La raíz de la falta de sinceridad es la soberbia: impide al hombre que se deja llevar por ella someterse a Dios, reconocer su dependencia y lo que Él nos pide, y le hace más trabajoso aún reconocer que ha obrado mal y rectificar. Si permanece esta actitud, las disposiciones primeras toman cuerpo, y dificultan cada vez más la objetividad con uno mismo: el alma que no quiere reconocer sus faltas, busca la excusa de sus errores. Si persiste en ese camino, llega a la ceguera. Necesitamos, pues, una actitud humilde, como la de esta mujer pecadora, para crecer en el propio conocimiento con sinceridad, y así confesar nuestros pecados. Nos ayudará el examen de conciencia, hecho en la presencia de Dios, sin falsas justificaciones ni excusas, y la acusación sincera y concreta de nuestros pecados en la Confesión sacramental.

La humildad nos permite ver la gran deuda que tenemos contraída con nuestro Señor y sentir la radical insuficiencia personal, que nos lleva a pedir perdón a Dios muchas veces al día por las cosas que no marchan bien en nuestra vida, al menos todo lo bien que deberían ir. Así, las muchas faltas llevan a amar mucho; las pocas, a dar gracias a Dios, que con su amor nos impidió caer. Si vivimos de este modo, siendo sinceros con nosotros mismos, no tendremos motivo para constituirnos en jueces de los defectos de aquellos con quienes convivimos.

Si este fuera profeta, sabría con certeza quién y qué clase de mujer es... La caridad y la humildad nos enseñan a ver en las faltas y pecados de otros nuestra propia condición débil y desvalida, y nos ayudan a unirnos de corazón al dolor de todo pecador que se arrepiente, porque también nosotros caeríamos en iguales o peores faltas si la misericordia del Señor no nos acompañara.

«El Señor –concluye San Ambrosio– amó no el ungüento, sino el cariño; agradeció la fe, alabó la humildad. Y tú también, si deseas la gracia, aumenta tu amor; derrama sobre el cuerpo de Jesús tu fe en la Resurrección, el perfume de la Iglesia santa y el ungüento de la caridad de los demás»11.

Pidamos a la Santísima Virgen, Refugium peccatorum, que nos obtenga de su Hijo un sincero dolor de nuestros pecados y un agradecimiento efectivo por el sacramento de la Penitencia.

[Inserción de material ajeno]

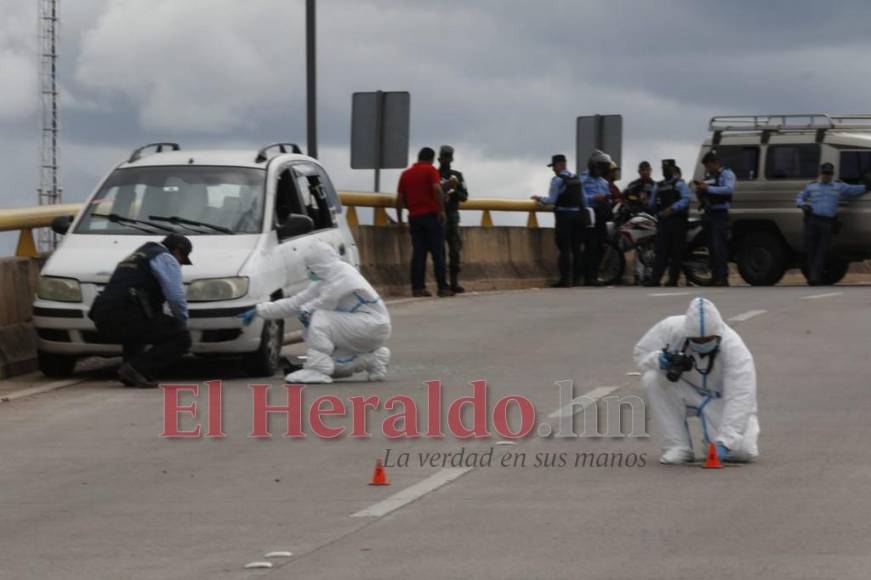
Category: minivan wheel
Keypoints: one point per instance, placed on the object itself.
(55, 366)
(697, 266)
(265, 361)
(761, 259)
(833, 273)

1 Lc 7, 36-8, 3. — 2 San Gregorio Magno, Homilías sobre los Evangelios, 13, 5. — 3 Is 66, 2. — 4 San Josemaría Escrivá, Es Cristo que pasa, 75. — 5 San Agustín, Sermón 99, 6. — 6 San Juan Crisóstomo, Homilías sobre San Mateo, 14, 4. — 7 Card. K. Wojtyla, Signo de contradicción, BAC, Madrid 1978, p. 244. — 8 Sal 31, 5, 7. — 9 Cfr. Jn 8, 32. — 10 Sal 31, 4. — 11 San Ambrosio, Tratado sobre el Evangelio de San Lucas, in. loc.